Mr. Henry hadn’t read key cases, didn’t report on key issues such as Teddy’s embrace of a parody as a serious article, didn’t want to judge any charge/counter-charge.

It appears as though he thinks he’s sort of a play-by-play announcer who doesn’t have an opinion of the game underway.

But every great play-by-play announcer does in fact have opinions –thousands of them, in fact, on the judgment and skills of every man or woman on the field. They don’t obviously root for an outcome, but they are experts on the actual events unfolding.

MSM is rooting, for the left, and the public knows it. It refuses to report or opine much of anything that might detract from their hoped for result. Whether incompetence or ideology is the main factor doesn’t matter so much as they undeniable reality that both are at work.

It’s impossible to read all of the events of the 2004 election and not conclude, as Newsweek’s Howard Fineman and Evan Thomas did, that the core components of the legacy media have a leftward bias. I actually thought the New York Times did themselves a world of good by coming clean and admitting theirs; it avoids so many embarrassing incidents such as Henry’s.

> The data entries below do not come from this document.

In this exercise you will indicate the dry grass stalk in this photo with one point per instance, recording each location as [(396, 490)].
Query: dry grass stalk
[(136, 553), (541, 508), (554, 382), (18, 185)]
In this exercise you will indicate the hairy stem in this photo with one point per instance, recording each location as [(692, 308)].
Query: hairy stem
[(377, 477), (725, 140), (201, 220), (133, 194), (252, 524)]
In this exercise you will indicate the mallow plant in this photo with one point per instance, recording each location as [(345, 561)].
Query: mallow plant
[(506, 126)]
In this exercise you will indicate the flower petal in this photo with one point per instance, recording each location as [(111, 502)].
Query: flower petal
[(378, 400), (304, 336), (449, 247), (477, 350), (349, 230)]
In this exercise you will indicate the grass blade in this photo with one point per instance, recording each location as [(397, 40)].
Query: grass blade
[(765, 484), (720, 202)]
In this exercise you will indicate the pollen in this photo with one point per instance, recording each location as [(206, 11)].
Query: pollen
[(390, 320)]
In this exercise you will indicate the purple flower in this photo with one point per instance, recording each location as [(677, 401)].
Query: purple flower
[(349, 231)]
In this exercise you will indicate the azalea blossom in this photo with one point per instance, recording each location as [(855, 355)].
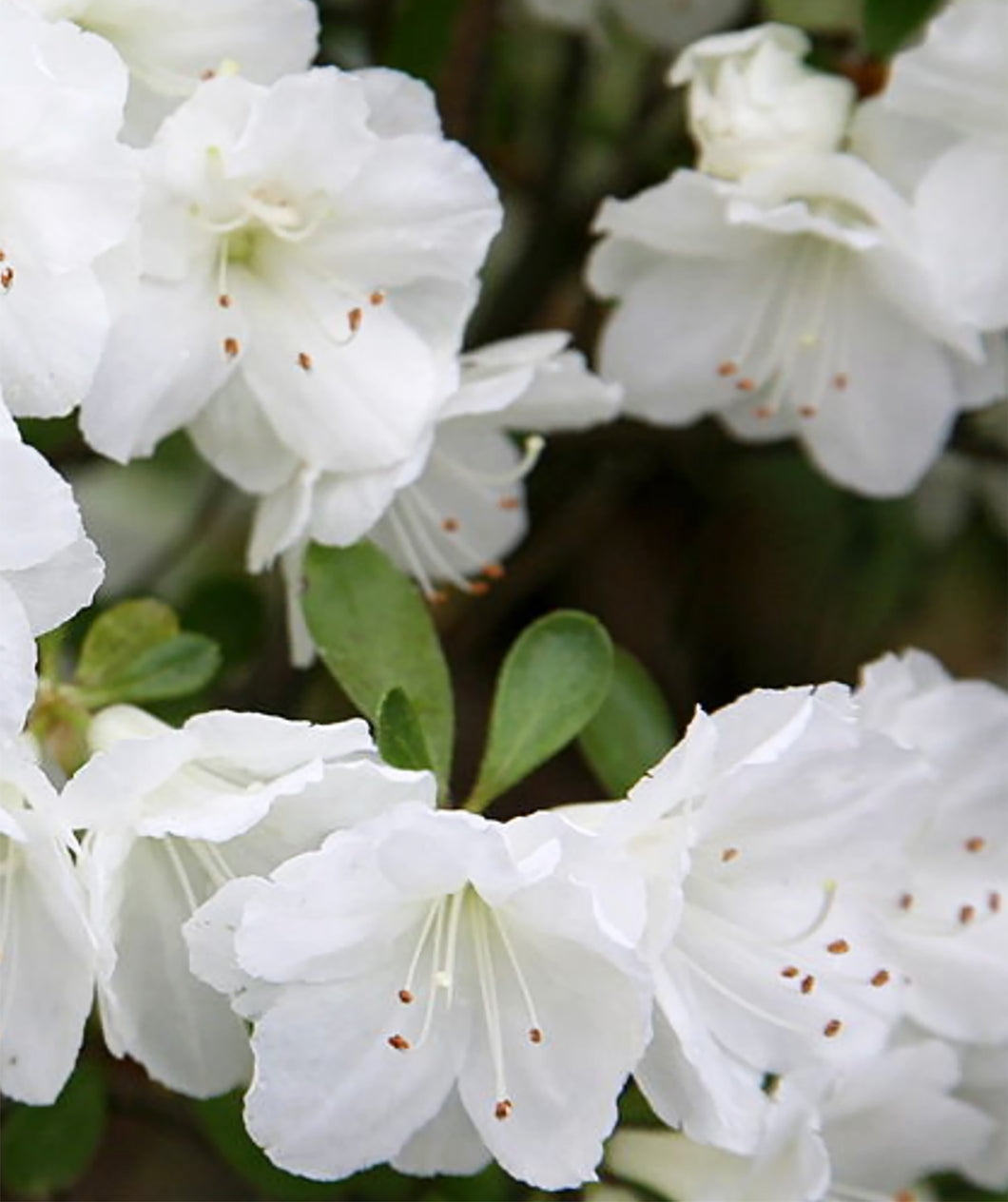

And it’s a telling response: if reporters or media organizations are accused of racism or homophobia, they’ll move extremely quickly to repair the damage–look at how fast Gene Shalit kowtowed to GLAAD (possibly under pressure from NBC’s lawyers) regarding their perception of his Brokeback Mountain review. This isn’t an attempt to equate bias with either of those issues. But it is telling that the vast majority of attempts to discuss how the media and its reporters are perceived by at least half of their viewing audience are quickly rebuffed or pooh-poohed.

Since the Fox News Channel receives the majority of conservative eyeballs desiring news from their TV sets, this seems like the perfect time for CNN to announce, “Look, if you’re a conservative, you’ve got Fox to watch. We’re the channel for those who didn’t vote for Bush”.

Like the Times’ admission, that would be at least a first step in admitting who your desired viewers are: in targeting your audience, you’ve got to be prepared to lose audience: you can’t be all things to all people, and there’s no point, when my satellite box has 500-odd channels available, in doing so.

Update: Jack Kelly has some related thoughts. (H/T: The Anchoress.)